Though not a proof, the above equalities are very suggestive.

Moreover, these equalities explain why the three components of $\langle\psi|\vec{\sigma}|\psi\rangle$ correspond to the three components of $\phi(|\psi\rangle)$. For example, $|+\rangle$ and $|-\rangle$ are eigenvectors of $\sigma_x$, so $\phi$ maps them to vectors that are fixed by the corresponding 3D rotation of $\mathbb{R}^3$.

Proof in the general case

You have almost obtained the proof in the general case when you switched from representing an arbitrary quantum state as $|\psi\rangle=(a + bi, c + di)^T$ to representing it as $|\psi\rangle=(\cos\frac{\theta}{2}, e^{i\phi}\sin\frac{\theta}{2})$ and calculated that

$$ \begin{align} \phi(|\psi\rangle) &= \phi\left(\begin{pmatrix}\cos\frac{\theta}{2} \\ e^{i\phi}\sin\frac{\theta}{2}\end{pmatrix}\right) \\ & =\begin{pmatrix} 2 \cos\frac{\theta}{2} \sin\frac{\theta}{2} \cos\phi \\ 2 \cos\frac{\theta}{2} \sin\frac{\theta}{2} \sin\phi\\ \cos^2\frac{\theta}{2} - \sin^2\frac{\theta}{2} \cos^2\phi - \sin^2\frac{\theta}{2} \sin^2\phi \end{pmatrix} \\ &= \begin{pmatrix} \sin\theta\cos\phi \\ \sin\theta\sin\phi \\ \cos\theta \end{pmatrix}. \end{align} $$

Now the only missing step is to notice that the last result is the point on the unit sphere in $\mathbb{R}^3$ with azimutal angle $\phi$ and polar angle $\frac{\theta}{2}$, exactly as on the Bloch sphere.

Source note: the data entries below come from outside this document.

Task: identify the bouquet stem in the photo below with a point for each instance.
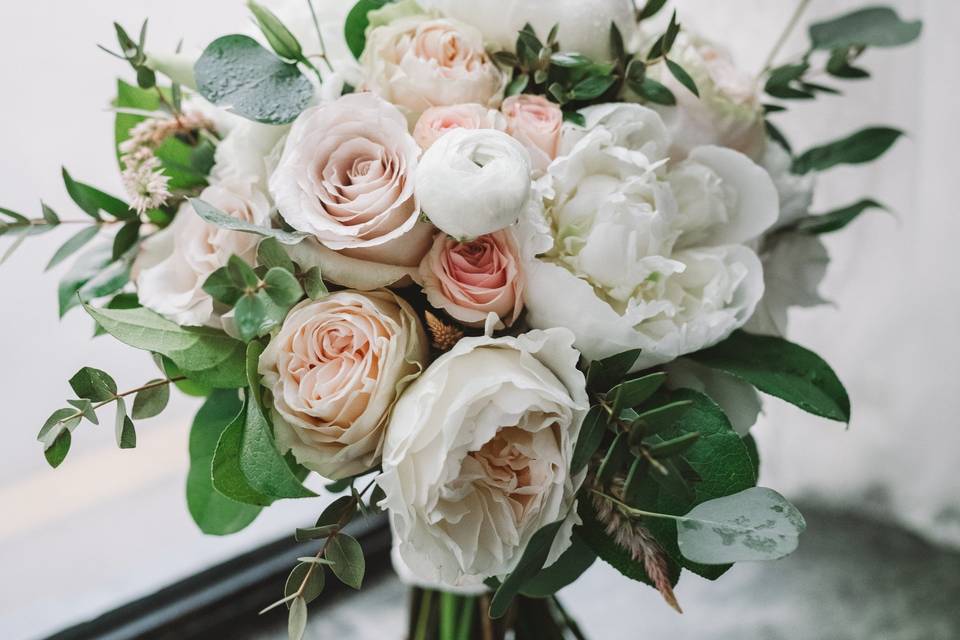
(437, 615)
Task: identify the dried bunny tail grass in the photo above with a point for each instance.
(640, 543)
(442, 335)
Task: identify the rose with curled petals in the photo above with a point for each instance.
(335, 369)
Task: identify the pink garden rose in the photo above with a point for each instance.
(336, 368)
(536, 123)
(436, 121)
(418, 62)
(346, 177)
(470, 280)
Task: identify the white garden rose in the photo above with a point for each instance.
(634, 252)
(418, 62)
(335, 369)
(477, 456)
(728, 112)
(472, 182)
(173, 264)
(584, 25)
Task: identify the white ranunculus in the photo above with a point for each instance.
(174, 263)
(584, 25)
(335, 369)
(472, 182)
(728, 112)
(477, 456)
(635, 252)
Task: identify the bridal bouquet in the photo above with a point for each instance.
(512, 272)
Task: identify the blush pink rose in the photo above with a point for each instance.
(536, 123)
(470, 280)
(346, 177)
(437, 121)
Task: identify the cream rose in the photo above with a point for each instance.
(437, 121)
(335, 369)
(536, 123)
(470, 280)
(174, 263)
(418, 62)
(346, 176)
(634, 252)
(477, 456)
(728, 112)
(474, 182)
(584, 25)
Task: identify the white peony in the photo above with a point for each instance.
(174, 263)
(634, 252)
(584, 26)
(477, 456)
(472, 182)
(728, 112)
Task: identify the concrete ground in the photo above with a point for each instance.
(852, 579)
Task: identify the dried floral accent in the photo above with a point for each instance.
(640, 543)
(443, 336)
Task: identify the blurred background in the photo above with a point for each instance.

Relationship to the Lie group homomorphism $SU(2)\to SO(3)$

A key property of the Bloch sphere is that for any unitary $U \in SU(2)$ and any state $|\psi\rangle \in \mathcal{H}$, the 3-vector $\phi(U|\psi\rangle)$ can be obtained from the 3-vector $\phi(|\psi\rangle)$ by rotating the latter using $\Phi(U)\in SO(3)$ where $\Phi: SU(2) \to SO(3)$ denotes the Lie group homomorphism that maps single-qubit unitaries in $SU(2)$ to 3D rotations in $SO(3)$.

This fact can be expressed as

$$ \phi(U|\psi\rangle) = \Phi(U)\phi(|\psi\rangle)\tag2 $$

or by saying that the following diagram

$$ \begin{array}{ccccc} &\mathcal{H} & \xrightarrow{\phi} & S^2 & \\ U&\Bigg\downarrow & & \Bigg\downarrow & \Phi(U) \\ &\mathcal{H} & \xrightarrow[\phi]{} & S^2 & \\ \end{array} $$

commutes for every $U\in SU(2)$. The proof of $(2)$ is a straightforward, but somewhat lengthy calculation.